Até hoje em Campinas há um ponto de cultura criado pelo grupo de dança-afro paulista Urucungos, Puitas e Quinjenges, liderado por Alceu Estevan, no qual o samba é dançado segundo a tradição de se chamar o parceiro para o centro da roda, através da umbigada – convida-se um dos participantes da grande roda para o centro da mesma, para fazer uma dança cujos movimentos promovem o encontro do ventre dos dois dançarinos, se assemelhando aos movimentos do ato sexual. Por isso o nome: samba de umbigada.

Devido à forte repressão exercida pela Igreja e pelos fazendeiros, desde o século XIX, o povo negro de Campinas resolveu homenagear o bumbo, instrumento que marca o ritmo do samba: os homens fazendo uma reverência e as mulheres jogando a beirada das suas saias rodadas sobre o instrumento, numa leve e delicada homenagem.

Mas, havia também alguns poucos fazendeiros que eram mais flexíveis, compreendiam a necessidade de se divertir dos seus cativos e encaravam tais festividades como uma maneira de acalmar os sentimentos de rebeldia. Este foi o caso do Barão Geraldo de Rezende, proprietário da fazenda Santa Genebra, que gostava de assistir as danças do alto da janela de seu sobrado.

Nesses dias os escravos homenageavam seus santos negros com rezas, mas também com muitas danças, pedindo a São Benedito, Santa Efigênia, Santa Bárbara ou Nossa Senhora da Conceição que os amparassem e os protegessem na vida dura que levavam.

Depois da abolição da escravatura, em 1888, muitos escravos migraram para as cidades maiores em busca de subsistência. Nesse processo, eles trouxeram não só as suas poucas tralhas, mas também o conhecimento dessas tradições profano-religiosas. Na capital da província, continuando a celebrar e festejar os seus santos, eles acabaram criando territórios negros, ao ocupar regiões que eram próximas ao centro, mas por serem inundáveis nas épocas de chuva ou escarpadas, não eram tão valorizadas no mercado imobiliário. Foi assim que a Barra Funda, próxima aos meandros do Rio Tietê ou o Bexiga, com ladeiras íngremes, ou ainda a Baixada do Glicério, que nos meses de verão recebia as águas das enchentes do Rio Tamanduateí, se tornaram os territórios de cidadãos negros da cidade, principalmente.

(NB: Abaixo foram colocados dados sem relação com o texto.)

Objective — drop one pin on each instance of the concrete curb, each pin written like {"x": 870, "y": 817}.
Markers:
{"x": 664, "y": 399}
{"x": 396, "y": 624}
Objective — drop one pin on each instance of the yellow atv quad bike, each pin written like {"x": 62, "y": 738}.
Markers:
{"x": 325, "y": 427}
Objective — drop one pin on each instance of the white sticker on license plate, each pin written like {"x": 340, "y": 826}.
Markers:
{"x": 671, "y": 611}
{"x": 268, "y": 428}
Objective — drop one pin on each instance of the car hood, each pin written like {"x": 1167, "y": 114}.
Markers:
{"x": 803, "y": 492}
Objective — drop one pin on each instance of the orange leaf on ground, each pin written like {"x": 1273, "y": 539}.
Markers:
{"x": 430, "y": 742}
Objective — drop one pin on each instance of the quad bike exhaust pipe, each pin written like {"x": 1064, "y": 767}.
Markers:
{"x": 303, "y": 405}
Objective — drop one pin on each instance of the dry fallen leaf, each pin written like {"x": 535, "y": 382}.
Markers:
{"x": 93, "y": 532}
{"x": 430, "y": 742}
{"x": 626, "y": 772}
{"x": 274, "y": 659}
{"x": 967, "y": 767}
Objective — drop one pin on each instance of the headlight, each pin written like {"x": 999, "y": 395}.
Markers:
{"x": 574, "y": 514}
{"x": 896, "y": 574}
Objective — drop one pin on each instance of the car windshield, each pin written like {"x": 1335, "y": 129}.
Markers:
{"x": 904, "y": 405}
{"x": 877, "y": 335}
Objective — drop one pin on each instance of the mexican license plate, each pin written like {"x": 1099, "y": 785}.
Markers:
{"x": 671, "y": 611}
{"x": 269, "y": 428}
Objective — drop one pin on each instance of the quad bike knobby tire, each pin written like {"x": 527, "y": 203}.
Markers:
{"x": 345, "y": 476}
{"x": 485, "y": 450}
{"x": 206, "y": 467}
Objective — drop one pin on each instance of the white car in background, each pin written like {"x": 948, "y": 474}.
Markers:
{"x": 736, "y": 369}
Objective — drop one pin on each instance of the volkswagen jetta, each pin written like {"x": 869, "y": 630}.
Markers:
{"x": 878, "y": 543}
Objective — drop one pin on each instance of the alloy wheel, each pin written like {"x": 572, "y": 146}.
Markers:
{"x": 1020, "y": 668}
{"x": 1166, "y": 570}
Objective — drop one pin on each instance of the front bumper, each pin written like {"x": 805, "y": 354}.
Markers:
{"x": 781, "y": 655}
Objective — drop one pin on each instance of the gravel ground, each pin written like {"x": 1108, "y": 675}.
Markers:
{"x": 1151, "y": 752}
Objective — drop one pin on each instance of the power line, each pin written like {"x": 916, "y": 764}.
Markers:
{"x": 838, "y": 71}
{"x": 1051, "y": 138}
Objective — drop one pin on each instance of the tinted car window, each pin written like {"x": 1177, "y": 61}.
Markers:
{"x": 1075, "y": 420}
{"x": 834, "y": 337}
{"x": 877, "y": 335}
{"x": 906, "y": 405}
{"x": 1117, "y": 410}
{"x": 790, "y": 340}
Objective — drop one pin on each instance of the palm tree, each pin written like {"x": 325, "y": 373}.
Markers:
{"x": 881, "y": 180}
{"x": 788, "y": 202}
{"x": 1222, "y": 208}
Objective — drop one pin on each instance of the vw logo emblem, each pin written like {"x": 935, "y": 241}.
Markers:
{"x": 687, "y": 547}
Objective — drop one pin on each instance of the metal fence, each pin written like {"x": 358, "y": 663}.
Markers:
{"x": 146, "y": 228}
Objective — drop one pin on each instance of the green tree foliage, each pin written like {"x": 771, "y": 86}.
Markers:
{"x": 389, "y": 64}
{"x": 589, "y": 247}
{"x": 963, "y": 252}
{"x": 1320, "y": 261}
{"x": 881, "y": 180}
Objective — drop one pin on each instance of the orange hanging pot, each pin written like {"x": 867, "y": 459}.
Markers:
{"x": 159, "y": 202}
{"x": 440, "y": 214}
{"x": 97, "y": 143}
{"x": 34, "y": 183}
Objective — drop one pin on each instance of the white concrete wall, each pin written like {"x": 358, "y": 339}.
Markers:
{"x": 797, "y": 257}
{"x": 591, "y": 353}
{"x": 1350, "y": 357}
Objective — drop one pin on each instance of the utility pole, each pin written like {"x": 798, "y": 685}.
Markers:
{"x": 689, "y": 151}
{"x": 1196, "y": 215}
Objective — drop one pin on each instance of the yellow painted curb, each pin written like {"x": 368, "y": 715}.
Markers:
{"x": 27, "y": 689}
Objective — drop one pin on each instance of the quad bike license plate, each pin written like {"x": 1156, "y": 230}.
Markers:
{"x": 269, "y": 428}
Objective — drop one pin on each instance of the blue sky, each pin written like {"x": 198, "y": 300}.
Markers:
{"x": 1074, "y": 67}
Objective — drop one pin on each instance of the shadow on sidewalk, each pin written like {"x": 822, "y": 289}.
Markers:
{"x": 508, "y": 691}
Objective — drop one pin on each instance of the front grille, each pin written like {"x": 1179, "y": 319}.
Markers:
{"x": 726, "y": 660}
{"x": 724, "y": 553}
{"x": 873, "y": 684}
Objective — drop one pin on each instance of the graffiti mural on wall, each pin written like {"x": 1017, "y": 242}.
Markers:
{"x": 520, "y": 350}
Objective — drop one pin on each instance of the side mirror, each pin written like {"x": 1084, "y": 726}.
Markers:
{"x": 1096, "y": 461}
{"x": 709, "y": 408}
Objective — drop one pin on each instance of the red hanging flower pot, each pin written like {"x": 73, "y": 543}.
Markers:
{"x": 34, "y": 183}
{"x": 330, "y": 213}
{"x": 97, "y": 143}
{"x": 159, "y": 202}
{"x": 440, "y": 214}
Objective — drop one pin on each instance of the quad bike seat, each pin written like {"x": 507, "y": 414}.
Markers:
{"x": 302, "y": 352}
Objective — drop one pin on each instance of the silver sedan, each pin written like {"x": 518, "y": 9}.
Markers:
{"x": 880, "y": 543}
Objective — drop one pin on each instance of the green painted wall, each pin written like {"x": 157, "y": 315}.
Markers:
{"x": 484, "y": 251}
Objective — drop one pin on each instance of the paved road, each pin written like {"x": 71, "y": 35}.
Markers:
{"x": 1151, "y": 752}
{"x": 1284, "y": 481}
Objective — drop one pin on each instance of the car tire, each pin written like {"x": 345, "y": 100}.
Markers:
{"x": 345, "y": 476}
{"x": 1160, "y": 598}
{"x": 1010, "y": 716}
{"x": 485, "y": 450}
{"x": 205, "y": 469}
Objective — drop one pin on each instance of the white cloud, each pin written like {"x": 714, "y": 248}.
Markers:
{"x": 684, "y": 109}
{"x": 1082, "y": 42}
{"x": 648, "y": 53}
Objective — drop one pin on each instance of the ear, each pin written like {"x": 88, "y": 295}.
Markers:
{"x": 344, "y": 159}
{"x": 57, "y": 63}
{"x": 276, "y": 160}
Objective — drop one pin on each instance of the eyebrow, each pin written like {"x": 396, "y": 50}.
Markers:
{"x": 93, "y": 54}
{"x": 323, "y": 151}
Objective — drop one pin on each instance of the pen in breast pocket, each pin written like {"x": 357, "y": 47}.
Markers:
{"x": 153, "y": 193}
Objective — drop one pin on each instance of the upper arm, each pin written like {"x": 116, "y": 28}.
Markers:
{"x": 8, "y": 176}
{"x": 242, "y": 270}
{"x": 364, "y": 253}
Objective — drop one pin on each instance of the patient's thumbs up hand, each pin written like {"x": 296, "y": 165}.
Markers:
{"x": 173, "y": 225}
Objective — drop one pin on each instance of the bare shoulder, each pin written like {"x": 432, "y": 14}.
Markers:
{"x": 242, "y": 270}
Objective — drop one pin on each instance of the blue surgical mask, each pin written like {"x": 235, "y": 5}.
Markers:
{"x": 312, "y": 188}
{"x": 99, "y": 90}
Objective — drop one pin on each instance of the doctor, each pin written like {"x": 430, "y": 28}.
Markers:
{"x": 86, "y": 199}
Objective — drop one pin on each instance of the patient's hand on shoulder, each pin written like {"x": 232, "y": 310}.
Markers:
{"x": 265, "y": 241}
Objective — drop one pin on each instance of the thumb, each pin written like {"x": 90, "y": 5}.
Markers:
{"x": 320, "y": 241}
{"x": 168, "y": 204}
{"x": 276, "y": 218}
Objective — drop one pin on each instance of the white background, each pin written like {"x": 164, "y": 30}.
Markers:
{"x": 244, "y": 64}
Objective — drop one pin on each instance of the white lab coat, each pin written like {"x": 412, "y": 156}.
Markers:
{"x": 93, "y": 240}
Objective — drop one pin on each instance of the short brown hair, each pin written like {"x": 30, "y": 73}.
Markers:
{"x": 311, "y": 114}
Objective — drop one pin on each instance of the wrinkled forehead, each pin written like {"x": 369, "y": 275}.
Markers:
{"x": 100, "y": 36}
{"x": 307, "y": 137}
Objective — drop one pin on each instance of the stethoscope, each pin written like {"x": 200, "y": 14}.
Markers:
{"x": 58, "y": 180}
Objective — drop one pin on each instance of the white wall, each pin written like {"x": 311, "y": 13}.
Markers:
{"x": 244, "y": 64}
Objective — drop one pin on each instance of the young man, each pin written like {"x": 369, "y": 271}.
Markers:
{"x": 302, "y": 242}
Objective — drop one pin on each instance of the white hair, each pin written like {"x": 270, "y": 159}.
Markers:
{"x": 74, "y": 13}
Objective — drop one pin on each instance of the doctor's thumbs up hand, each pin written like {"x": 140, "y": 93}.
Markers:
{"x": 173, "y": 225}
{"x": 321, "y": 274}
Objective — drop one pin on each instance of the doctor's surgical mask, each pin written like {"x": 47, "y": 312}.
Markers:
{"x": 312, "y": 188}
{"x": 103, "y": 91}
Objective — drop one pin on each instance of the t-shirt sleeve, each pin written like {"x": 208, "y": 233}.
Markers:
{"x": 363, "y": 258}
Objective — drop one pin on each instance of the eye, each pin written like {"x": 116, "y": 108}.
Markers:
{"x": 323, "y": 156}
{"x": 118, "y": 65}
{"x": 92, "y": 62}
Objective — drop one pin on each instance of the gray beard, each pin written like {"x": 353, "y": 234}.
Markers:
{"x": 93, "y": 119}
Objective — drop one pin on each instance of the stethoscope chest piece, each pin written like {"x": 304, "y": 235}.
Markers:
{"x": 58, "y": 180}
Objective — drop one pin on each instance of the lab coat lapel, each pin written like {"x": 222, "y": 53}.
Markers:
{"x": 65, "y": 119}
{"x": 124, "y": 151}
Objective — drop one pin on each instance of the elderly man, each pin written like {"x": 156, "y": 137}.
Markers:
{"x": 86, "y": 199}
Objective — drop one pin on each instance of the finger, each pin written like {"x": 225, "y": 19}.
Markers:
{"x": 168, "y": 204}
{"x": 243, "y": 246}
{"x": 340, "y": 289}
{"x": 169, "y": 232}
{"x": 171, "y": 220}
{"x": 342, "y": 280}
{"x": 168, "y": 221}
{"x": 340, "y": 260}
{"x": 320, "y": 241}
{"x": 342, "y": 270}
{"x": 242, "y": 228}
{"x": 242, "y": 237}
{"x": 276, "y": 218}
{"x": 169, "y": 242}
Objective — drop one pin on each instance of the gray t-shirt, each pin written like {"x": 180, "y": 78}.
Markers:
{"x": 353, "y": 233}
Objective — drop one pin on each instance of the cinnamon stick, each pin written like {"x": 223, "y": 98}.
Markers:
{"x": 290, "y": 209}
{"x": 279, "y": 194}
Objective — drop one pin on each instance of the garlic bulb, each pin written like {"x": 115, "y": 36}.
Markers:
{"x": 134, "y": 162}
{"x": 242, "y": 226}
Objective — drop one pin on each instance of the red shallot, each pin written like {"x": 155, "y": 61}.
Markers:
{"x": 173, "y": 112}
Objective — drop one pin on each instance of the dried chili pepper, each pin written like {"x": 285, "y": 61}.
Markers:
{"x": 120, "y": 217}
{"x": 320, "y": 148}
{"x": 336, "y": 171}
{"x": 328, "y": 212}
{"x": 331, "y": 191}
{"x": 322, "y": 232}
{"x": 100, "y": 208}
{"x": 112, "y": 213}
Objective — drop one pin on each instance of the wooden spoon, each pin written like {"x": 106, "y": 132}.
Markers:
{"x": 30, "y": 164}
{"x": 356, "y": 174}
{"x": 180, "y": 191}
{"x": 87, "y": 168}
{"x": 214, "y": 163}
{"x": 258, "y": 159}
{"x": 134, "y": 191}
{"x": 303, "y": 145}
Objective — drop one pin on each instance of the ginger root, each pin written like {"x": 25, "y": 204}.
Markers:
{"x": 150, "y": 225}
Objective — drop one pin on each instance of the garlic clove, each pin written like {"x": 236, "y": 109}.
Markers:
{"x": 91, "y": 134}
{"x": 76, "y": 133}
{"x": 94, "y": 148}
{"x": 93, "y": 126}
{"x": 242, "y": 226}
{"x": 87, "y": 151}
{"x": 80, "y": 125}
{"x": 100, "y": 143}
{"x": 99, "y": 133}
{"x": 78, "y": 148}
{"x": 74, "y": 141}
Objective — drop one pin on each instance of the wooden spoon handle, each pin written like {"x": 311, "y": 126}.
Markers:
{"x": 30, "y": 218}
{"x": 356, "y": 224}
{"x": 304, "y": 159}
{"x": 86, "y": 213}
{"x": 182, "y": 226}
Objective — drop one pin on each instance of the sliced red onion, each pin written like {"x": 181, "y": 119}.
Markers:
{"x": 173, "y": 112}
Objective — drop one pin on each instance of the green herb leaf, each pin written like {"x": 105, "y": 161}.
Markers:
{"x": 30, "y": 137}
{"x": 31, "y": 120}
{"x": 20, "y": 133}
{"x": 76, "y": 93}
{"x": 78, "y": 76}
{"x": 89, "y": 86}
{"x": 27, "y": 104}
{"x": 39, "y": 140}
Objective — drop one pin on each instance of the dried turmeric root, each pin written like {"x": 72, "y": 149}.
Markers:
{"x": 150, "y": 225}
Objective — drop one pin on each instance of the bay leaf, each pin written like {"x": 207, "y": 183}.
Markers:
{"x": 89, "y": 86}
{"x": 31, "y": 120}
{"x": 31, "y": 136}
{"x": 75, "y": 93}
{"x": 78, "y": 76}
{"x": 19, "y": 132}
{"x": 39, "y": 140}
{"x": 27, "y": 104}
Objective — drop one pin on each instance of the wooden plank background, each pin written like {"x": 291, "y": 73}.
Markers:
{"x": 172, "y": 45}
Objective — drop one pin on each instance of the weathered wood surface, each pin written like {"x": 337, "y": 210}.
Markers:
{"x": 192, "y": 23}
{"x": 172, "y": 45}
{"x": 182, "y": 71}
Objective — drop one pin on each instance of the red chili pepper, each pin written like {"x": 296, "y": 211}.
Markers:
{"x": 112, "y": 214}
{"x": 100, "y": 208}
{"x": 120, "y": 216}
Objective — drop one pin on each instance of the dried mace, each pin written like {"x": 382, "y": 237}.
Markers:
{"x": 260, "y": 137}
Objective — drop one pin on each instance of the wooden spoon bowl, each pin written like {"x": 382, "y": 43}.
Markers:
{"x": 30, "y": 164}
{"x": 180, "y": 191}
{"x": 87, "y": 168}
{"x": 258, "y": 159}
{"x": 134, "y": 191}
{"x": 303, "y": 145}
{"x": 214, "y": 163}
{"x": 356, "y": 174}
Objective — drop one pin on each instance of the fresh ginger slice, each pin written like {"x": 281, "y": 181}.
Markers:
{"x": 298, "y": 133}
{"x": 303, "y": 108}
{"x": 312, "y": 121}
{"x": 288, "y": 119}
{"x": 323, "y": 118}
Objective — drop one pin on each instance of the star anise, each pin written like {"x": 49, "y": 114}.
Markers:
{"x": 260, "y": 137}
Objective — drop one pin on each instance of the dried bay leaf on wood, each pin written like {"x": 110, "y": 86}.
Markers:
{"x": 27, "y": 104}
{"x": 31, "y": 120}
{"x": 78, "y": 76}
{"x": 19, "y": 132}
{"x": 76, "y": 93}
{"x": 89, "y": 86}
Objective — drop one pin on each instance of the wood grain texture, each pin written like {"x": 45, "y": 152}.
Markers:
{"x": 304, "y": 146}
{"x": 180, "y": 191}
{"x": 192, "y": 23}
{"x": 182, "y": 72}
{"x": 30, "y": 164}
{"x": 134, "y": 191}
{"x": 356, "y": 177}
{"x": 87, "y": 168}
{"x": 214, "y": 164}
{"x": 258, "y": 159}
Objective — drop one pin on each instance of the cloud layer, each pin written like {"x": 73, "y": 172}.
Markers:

Foram nesses territórios que as tias negras realizavam as festas nas datas importantes do calendário afro-religioso, como a Festa de Santa Cruz (no início de maio) a Festa de Santo Antonio (na segunda semana de junho), a Festa do Bom Jesus (no início de agosto). Nelas se desenvolveram primeiro os cordões e, depois, as escolas de samba. Ali nasceram as primeiras reuniões preparatórias para a formação de procissões profanas, de caráter carnavalesco, para serem apresentadas durante o tríduo de Momo, na forma de desfiles processionais. Tais desfiles percorriam todo o centro velho da cidade e visitavam os salões da raça, locais onde jovens negros com maior poder aquisitivo e integrados ao mercado de trabalho, realizavam bailes animados nos finais de semana.

Seu Dionísio Barbosa

A os 85 anos, Dionísio Barbosa, o patriarca do samba paulista. Nascido no interior do Estado, migrou para a Capital e se fixou na Barra Funda, tendo fundado o Cordão Camisa Verde em 1914, depois de ir trabalhar no Rio de Janeiro e tomar contato com os cordões que do carnaval carioca.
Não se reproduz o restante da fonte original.